Тяжелая картина, тяжелое воспоминание! Отец стоял молча; глаза его увлажнились, и он вышел.
Чтение Псалтыря по матери-покойнице не миновало Ивана Евсигнеевича. Помню гроб из дубовой колоды, подсвечники около него, похороны с поразившим меня видом сестер, одетых в черное, с головой, обвязанной белыми платочками, отца, стоявшего в церкви наряду с прочими, не в качестве священнослужителя; служили другие. Отнесли матушку на кладбище, и читателям памятен мой вопрос кучеру: «Куда это маменьку несут?»

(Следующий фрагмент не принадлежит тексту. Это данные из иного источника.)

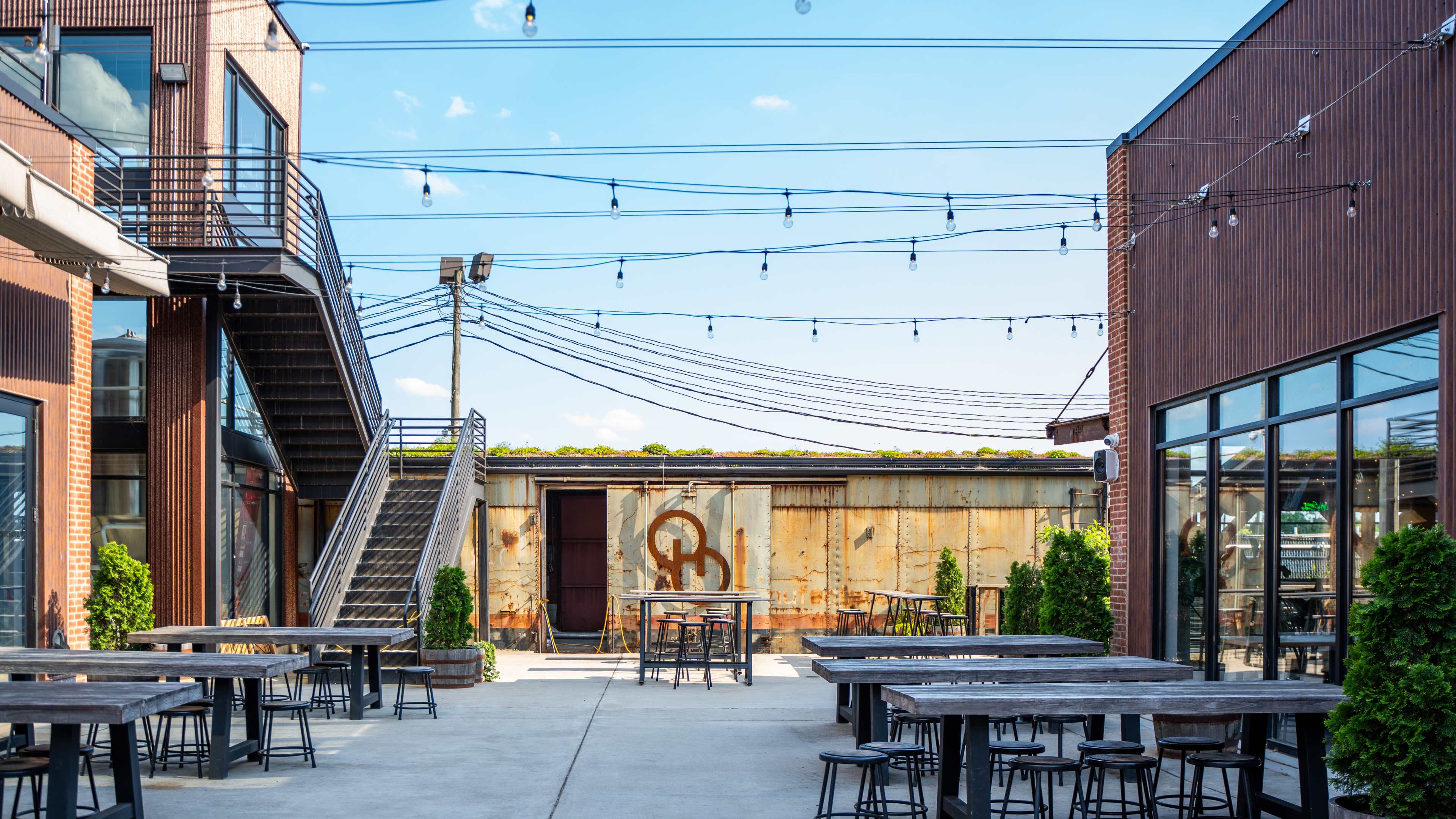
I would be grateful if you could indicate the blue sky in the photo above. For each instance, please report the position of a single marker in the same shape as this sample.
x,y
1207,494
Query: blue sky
x,y
440,100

Пока тело лежало в комнате, ночью мы приносили скамейку с сестрой и открывали у покойницы глаза, эти прекрасные большие голубые глаза. Иван Евсигнеевич, при всей ласковой почтительности, с какою всегда с нами обходился, отогнал нас, пристыдил и положил покойнице по медной монете на каждый глаз.

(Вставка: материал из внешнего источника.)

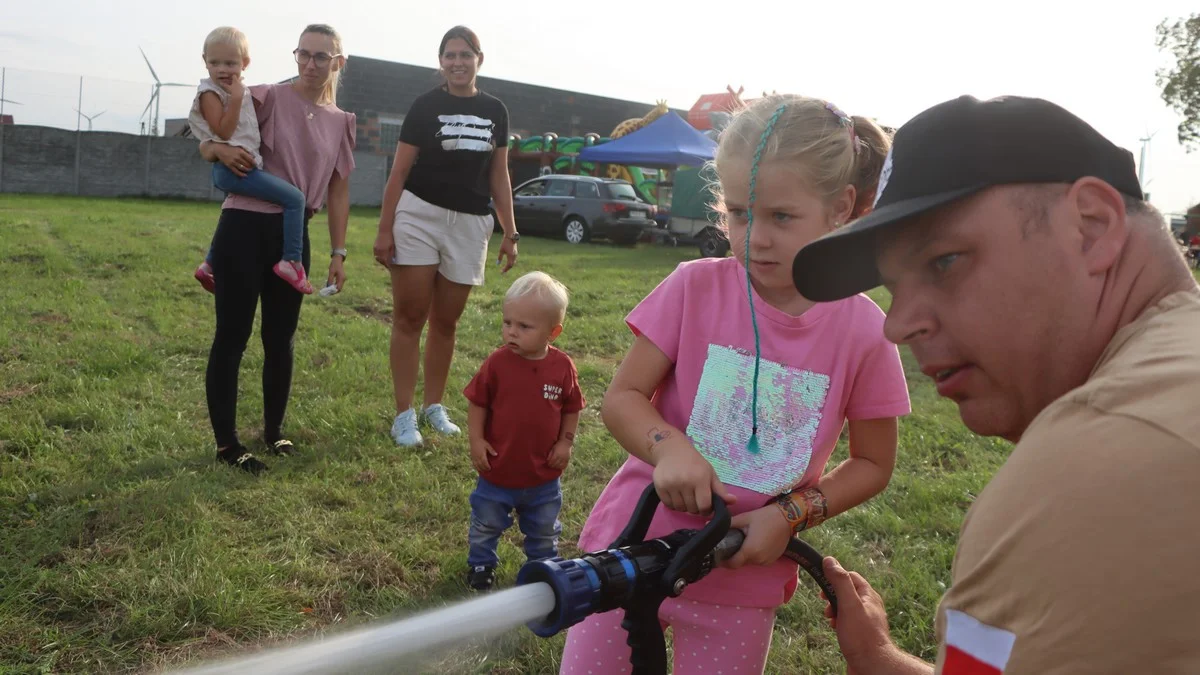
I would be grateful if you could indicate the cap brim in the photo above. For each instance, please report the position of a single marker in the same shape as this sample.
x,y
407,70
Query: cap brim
x,y
841,263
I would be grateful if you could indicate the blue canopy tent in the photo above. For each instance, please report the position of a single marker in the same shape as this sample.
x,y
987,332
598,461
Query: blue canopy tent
x,y
667,142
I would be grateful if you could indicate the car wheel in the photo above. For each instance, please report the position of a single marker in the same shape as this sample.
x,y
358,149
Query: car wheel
x,y
575,231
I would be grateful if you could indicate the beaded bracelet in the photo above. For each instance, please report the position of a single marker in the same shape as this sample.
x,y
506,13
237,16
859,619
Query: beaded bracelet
x,y
804,509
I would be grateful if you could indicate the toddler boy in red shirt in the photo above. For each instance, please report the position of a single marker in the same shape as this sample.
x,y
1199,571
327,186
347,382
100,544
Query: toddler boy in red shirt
x,y
525,408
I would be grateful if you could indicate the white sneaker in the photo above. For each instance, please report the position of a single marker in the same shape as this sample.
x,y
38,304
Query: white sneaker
x,y
403,429
436,416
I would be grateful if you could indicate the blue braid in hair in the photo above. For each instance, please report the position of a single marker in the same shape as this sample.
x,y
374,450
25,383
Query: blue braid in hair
x,y
753,446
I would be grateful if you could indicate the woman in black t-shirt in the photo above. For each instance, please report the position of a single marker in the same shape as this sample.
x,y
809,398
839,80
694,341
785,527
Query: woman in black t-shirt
x,y
435,226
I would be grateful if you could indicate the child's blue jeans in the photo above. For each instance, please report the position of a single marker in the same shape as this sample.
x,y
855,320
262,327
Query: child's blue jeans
x,y
537,508
273,189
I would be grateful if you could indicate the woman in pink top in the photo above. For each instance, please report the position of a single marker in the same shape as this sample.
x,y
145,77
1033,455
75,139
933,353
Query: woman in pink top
x,y
737,384
307,141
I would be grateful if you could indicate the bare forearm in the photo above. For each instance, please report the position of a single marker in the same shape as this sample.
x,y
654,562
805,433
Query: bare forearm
x,y
852,483
502,195
477,417
229,117
339,214
391,193
208,150
894,662
570,424
635,423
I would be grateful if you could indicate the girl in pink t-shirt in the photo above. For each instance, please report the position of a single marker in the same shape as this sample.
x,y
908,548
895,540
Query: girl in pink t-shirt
x,y
737,384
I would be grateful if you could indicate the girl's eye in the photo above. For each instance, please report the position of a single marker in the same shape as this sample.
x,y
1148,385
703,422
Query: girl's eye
x,y
941,264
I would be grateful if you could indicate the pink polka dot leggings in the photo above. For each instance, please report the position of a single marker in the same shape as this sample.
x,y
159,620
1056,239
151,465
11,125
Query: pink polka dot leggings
x,y
708,638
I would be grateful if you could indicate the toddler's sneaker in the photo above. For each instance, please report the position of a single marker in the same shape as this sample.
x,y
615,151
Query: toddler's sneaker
x,y
204,275
436,416
481,578
403,429
293,273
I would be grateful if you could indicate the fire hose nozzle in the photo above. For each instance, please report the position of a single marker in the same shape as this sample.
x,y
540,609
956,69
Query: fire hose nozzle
x,y
576,592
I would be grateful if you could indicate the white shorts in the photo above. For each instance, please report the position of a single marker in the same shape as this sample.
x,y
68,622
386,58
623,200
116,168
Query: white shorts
x,y
427,234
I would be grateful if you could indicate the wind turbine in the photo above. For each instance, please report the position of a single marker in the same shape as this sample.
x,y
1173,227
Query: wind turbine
x,y
1141,162
90,118
154,95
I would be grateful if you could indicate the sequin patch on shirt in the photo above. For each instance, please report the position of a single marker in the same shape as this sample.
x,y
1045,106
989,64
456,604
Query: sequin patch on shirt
x,y
791,401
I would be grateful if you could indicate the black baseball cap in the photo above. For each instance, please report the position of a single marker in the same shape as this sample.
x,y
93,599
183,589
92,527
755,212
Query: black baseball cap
x,y
951,151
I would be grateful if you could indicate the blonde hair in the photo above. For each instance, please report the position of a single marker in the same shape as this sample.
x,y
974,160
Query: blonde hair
x,y
231,36
544,287
329,94
828,147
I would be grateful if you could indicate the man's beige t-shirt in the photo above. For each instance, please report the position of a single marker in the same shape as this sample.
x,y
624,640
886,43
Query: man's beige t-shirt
x,y
1083,554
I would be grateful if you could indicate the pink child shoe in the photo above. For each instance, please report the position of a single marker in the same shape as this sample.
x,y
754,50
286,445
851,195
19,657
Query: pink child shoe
x,y
293,273
204,275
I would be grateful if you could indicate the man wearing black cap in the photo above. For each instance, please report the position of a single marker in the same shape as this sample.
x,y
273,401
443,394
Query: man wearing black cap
x,y
1044,297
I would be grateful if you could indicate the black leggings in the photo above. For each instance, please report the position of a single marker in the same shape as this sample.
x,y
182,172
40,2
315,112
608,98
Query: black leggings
x,y
245,248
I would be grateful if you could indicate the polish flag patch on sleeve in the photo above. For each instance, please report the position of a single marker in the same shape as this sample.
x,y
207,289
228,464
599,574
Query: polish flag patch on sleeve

Уныло, похоронно потянулись дни. Жизнь не могла наладиться. Приглашена тетка Марья Матвеевна заменить мать в стряпне; так она и осталась. Приехал средний брат, только что кончивший курс в семинарии, но пробыл недолго. Во мне он оставил по себе тогда воспоминание только своим необыкновенным картузом, с чрезвычайно длинным козырьком, не круглым, а четырехугольным; после, чрез несколько лет, козырек обрезали и дали мне картуз донашивать. Вскоре наступила холера. Тарелки с хлорною известью, разложенные по углам, распространяют острый запах. Из Москвы от старшего брата получались протыканные письма и с вестями одна другой мрачнее. В довершение бед сваливается отец.
Когда лежал больной отец на той самой постели, в боковой комнате, на которой скончалась мать; когда мы садились вечерами около него и прислушивались, не попросит ли он ослабевшим голосом чего-нибудь (обыкновенно клюковного морса или сухарной воды): только тут я оценил, что такое смерть, ощутил, что значит потеря близкого, а особенно главы дома, единственной опоры существования семьи. «Что, если тятенька умрет тоже?» При этом мысленном вопросе вступал такой ужас, обнимала такая непроглядная темь безнадежного будущего, что и теперь не могу вспомнить об этом чувстве без трепета. Куда мы денемся? Чем будем жить? Что с нами будет? Туманилась детская голова, и я боялся заглядывать даже сестрам в глаза. Страх беспомощности, чувство безнадежности так глубоко проникли меня тогда, что не знаю, представляет ли кто живее меня подобное положение, когда рассказывают о других. Вот что содействовало, между прочим, укоренению моих основных социальных воззрений. Изучение историческое и философское только подкрепило вывод, встававший в виде призрака предо мной, еще шестилетним ребенком. Обеспечение быта единиц должно быть положено в основу общественного устройства, при свободе и обязательности труда. Беспомощных сирот не должно быть, ни в виде малолетних, ни в виде взрослых. Самый труд, то есть способность к труду, может и должен быть капитализован. Капитал происхождением своим прежде всего обязан именно стремлению человечества застраховать себя от случайностей. Но к страхованию себя способен и труд. Капитал в своем понятии не предполагает непременно ограничения определенным видом, и в этом смысле попытка к великому мировому шагу совершается в настоящее время Бисмарком; попытка нерешительная, в некоторых отношениях жалкая, тем не менее великая.
Я уклонился однако. Батюшка выздоровел. Прошла зима, пришла весна. Жизнь воротилась на старое. Старшая сестра в верховном хозяйстве дома заменила мать, а равно в мастеричестве. Меня посадили снова не за азбуку уже и Псалтырь, а за письмо. Но письму стали учить по-новому, по-ученому, заставляли писать «палки» по настоянию брата. Ученье шло с перерывами; от палок до букв я едва доплелся к той поре, когда летом жалоба сестер вызвала смутившее меня слово: «А вот я его отведу в семинарию».